How I built the most secure static site on Amazon S3

Web application attacks have been on a steady rise over the past few years to the point where some attacks have left some organizations completely crippled on the front end side. Attacks like DNS poisoning which redirects DNS queries to another server that isn’t the primary one have caused huge financial losses and reputational damage.

Why did I build the site on AWS?

When I started building my demo static site, I made security an ingredient and not an afterthought to make the site secure and bulletproof from past present and future attacks. the most secure place to do it was AWS as they have a unique cocktail of security product solutions that help with this.

I uploaded all the static site content to an S3 bucket and used route 53 for DNS resolution and cloud front for CDN.

How I implemented security on AWS.

Since I didn’t want to go through the whole process of writing HTML, and CSS code for my static demo site I went to Replit and copied one of their demo static site templates and uploaded its contents to my S3 bucket. while creating the bucket I ensured I didn’t unblock all public access which is blocked by default.

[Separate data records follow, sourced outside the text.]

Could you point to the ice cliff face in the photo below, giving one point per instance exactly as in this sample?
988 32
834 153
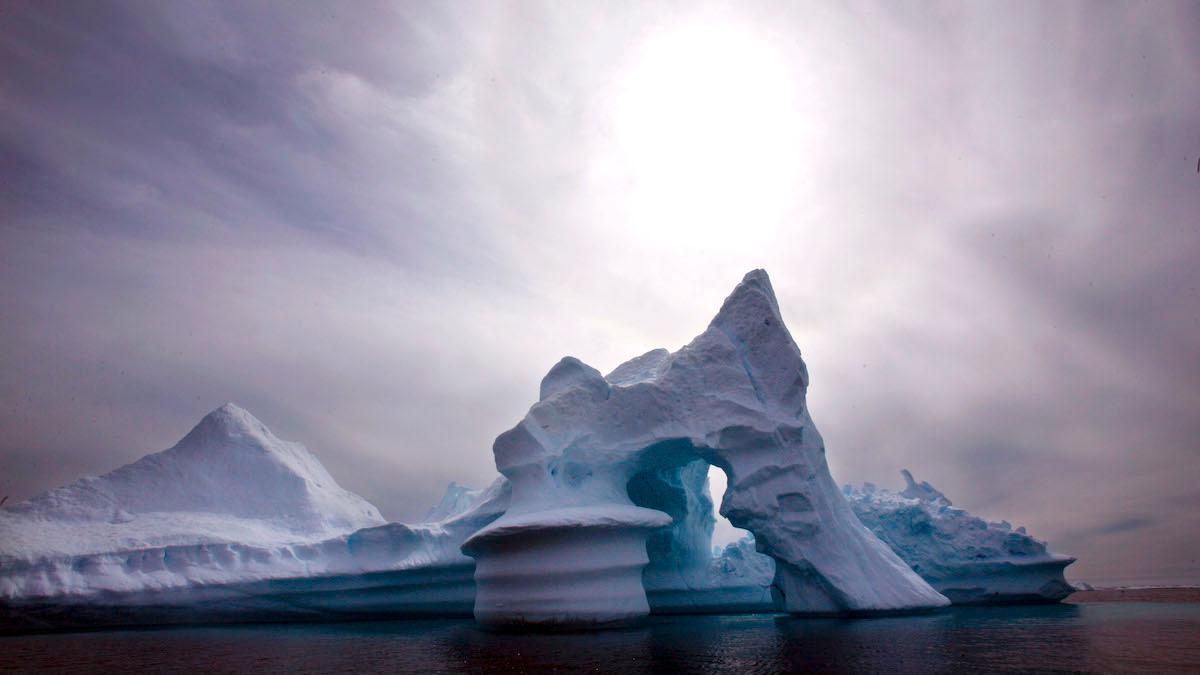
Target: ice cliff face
571 547
229 471
231 501
965 557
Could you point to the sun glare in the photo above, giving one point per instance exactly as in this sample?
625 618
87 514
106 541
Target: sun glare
707 132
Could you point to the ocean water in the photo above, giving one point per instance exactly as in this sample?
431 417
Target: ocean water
1097 637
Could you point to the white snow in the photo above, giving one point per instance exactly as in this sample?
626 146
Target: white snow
735 396
229 479
231 501
965 557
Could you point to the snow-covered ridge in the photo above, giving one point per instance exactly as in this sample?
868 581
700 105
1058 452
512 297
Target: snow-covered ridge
965 557
573 545
228 479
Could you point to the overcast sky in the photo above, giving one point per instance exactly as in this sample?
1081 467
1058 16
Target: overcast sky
377 226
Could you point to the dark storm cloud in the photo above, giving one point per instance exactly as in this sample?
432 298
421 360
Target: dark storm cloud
376 226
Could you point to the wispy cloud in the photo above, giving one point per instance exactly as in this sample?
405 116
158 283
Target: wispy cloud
376 226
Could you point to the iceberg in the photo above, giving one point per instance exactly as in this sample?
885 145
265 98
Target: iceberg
966 559
232 524
573 545
601 514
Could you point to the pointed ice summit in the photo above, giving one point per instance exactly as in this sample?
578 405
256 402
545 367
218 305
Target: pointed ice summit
573 544
965 557
229 478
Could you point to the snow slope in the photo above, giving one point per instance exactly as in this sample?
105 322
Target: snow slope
228 479
965 557
573 545
231 501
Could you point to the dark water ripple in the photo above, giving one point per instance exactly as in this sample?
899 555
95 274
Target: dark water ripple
1102 637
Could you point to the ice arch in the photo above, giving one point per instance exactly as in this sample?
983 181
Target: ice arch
571 547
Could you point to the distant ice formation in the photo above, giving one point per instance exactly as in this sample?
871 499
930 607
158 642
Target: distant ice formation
234 520
571 548
603 513
965 557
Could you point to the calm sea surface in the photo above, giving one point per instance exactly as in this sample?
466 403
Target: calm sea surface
1098 637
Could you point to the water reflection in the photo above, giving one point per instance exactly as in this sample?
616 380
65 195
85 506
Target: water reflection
1097 637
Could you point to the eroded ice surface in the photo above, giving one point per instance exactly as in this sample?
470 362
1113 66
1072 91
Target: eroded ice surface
571 548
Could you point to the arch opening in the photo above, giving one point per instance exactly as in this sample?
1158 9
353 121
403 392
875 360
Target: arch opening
701 562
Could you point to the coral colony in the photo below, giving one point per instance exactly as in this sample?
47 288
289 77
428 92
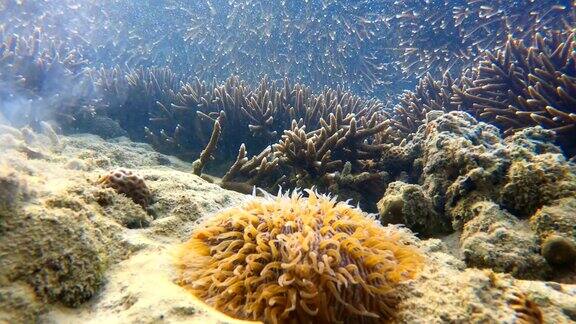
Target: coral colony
447 117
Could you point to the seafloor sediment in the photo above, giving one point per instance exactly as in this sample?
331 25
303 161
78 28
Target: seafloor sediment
74 251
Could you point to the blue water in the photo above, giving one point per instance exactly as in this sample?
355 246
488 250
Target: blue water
373 48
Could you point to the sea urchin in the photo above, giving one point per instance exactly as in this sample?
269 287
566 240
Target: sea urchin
294 259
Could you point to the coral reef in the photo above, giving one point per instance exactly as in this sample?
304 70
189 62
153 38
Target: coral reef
495 239
413 106
341 43
520 86
291 258
485 186
128 183
440 36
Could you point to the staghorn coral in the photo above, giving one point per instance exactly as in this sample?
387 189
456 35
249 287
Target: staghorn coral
521 86
463 172
440 36
289 258
495 239
133 98
407 204
301 138
340 43
128 183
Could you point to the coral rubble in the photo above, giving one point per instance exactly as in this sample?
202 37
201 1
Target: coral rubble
520 86
485 186
128 183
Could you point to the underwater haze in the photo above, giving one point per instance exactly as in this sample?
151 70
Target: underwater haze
288 161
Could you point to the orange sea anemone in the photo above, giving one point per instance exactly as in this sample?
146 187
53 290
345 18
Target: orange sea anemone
294 259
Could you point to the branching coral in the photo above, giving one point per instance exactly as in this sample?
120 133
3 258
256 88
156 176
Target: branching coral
135 98
323 42
429 95
521 86
295 259
438 36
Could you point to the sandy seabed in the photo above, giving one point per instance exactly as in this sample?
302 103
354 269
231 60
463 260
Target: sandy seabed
74 252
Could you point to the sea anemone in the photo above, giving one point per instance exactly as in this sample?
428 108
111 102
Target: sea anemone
296 259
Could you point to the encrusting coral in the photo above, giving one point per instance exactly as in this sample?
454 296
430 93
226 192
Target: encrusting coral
128 183
295 259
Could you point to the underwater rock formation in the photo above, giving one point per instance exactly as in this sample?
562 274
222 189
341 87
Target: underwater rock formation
429 95
459 163
290 258
41 80
340 43
83 227
554 225
330 139
408 204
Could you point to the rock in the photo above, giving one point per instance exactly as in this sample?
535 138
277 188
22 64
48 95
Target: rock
497 240
408 204
531 184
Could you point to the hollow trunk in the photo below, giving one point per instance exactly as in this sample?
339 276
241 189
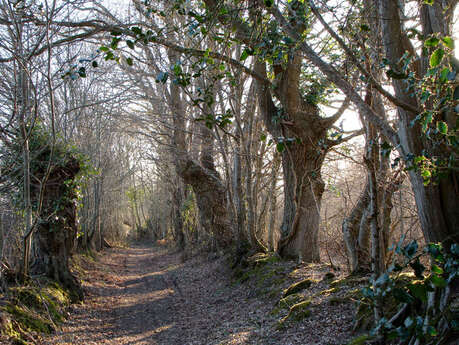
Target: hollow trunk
56 233
303 189
357 236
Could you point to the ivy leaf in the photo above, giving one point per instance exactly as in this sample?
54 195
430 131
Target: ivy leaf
444 75
402 296
448 42
431 42
432 331
437 269
162 77
417 266
408 322
245 54
396 75
269 3
436 57
410 249
418 290
438 281
280 147
442 127
136 30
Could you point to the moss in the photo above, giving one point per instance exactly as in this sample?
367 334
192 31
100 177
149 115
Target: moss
34 310
329 291
361 340
29 320
349 281
363 317
261 259
299 286
8 329
329 276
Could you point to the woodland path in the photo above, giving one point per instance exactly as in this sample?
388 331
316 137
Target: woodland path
145 295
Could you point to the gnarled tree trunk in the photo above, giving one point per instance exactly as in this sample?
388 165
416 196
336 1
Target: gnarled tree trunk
56 233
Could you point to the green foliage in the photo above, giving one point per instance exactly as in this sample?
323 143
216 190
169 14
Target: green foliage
424 317
34 309
438 94
45 157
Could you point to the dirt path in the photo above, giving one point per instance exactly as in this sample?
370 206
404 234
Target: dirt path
140 296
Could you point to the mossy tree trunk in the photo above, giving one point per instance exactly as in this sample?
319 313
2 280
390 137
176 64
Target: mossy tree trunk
56 230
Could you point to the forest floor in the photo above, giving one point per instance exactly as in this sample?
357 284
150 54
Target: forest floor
143 295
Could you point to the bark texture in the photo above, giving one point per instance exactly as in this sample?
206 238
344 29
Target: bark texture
56 233
437 204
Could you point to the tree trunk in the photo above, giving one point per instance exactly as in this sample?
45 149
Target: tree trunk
303 189
437 204
273 202
357 235
210 191
57 231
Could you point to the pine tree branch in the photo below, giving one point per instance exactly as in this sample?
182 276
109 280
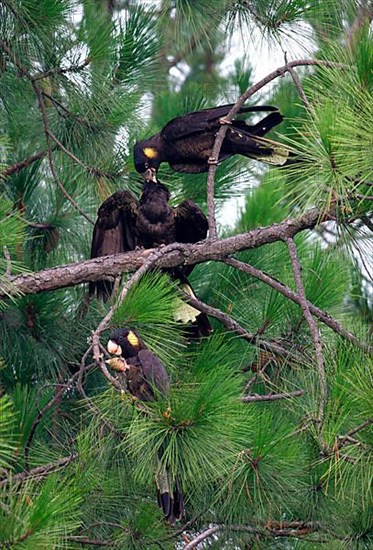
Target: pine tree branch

I choose this approach as a security feature as I will enable public access from Cloudfront which is best practice, more on this later. I also used a customer-managed encryption key from KMS to be able to manage keys by myself as the default S3 encryption SSE-S3 doesn’t allow you to manage keys and reduce the cost of KMS API calls by the CMEK  I enabled bucket keys which reduce AWS KMS costs by up to 99% on S3.

I had my static site domain registered on another host so I changed the nameservers in my domain registrar to route53 nameservers and reduced the TTL to 1 min to ensure faster propagation. As a security feature in route 53 I enabled DNSSEC signing that uses a key signing key which is a cryptographic public-private key that is stored in KMS.DNSSEC blocks various types of DNS attacks, including the DNS poisoning that I mentioned earlier.

creation of the Cloudfront distribution was the next step and this is where I allowed the distribution origin access identity to access my S3 bucket directly. CloudFront creates a bucket policy attached to my S3 bucket that adheres to the principle of least privilege. In the cloud front distribution settings, I enabled security protections AWS WAF which blocks cross-site scripting, and SQL injections among other attacks. I also requested an SSL certificate from the certificates manager for my domain. As I mentioned earlier allowing your bucket to be accessed from the Cloudfront is a security best practice and should always be considered as compared to enabling public access which exposes all your bucket’s contents.

challenges faced during the build and how I overcame them

During the build, I faced challenges like permission issues that were solved using IAM but the main problem was adding a service quota limit to my CloudFront distribution as it wasn’t enabled for my resolve this head over to support, create a new case on the top right click looking for service quota increases.

✅for the service select CloudFront distributions from the drop-down menu

✅in the quota section and search for web distribution per account

describe your case in the case description section and submit it. speed of resolution depends on the support plan you are using if you are on the basic support plan it takes longer like in my case it took more than 24 hours before an AWS support representative looked into my issue but I am sure other support plans get sorted out quickly as they are a paid service.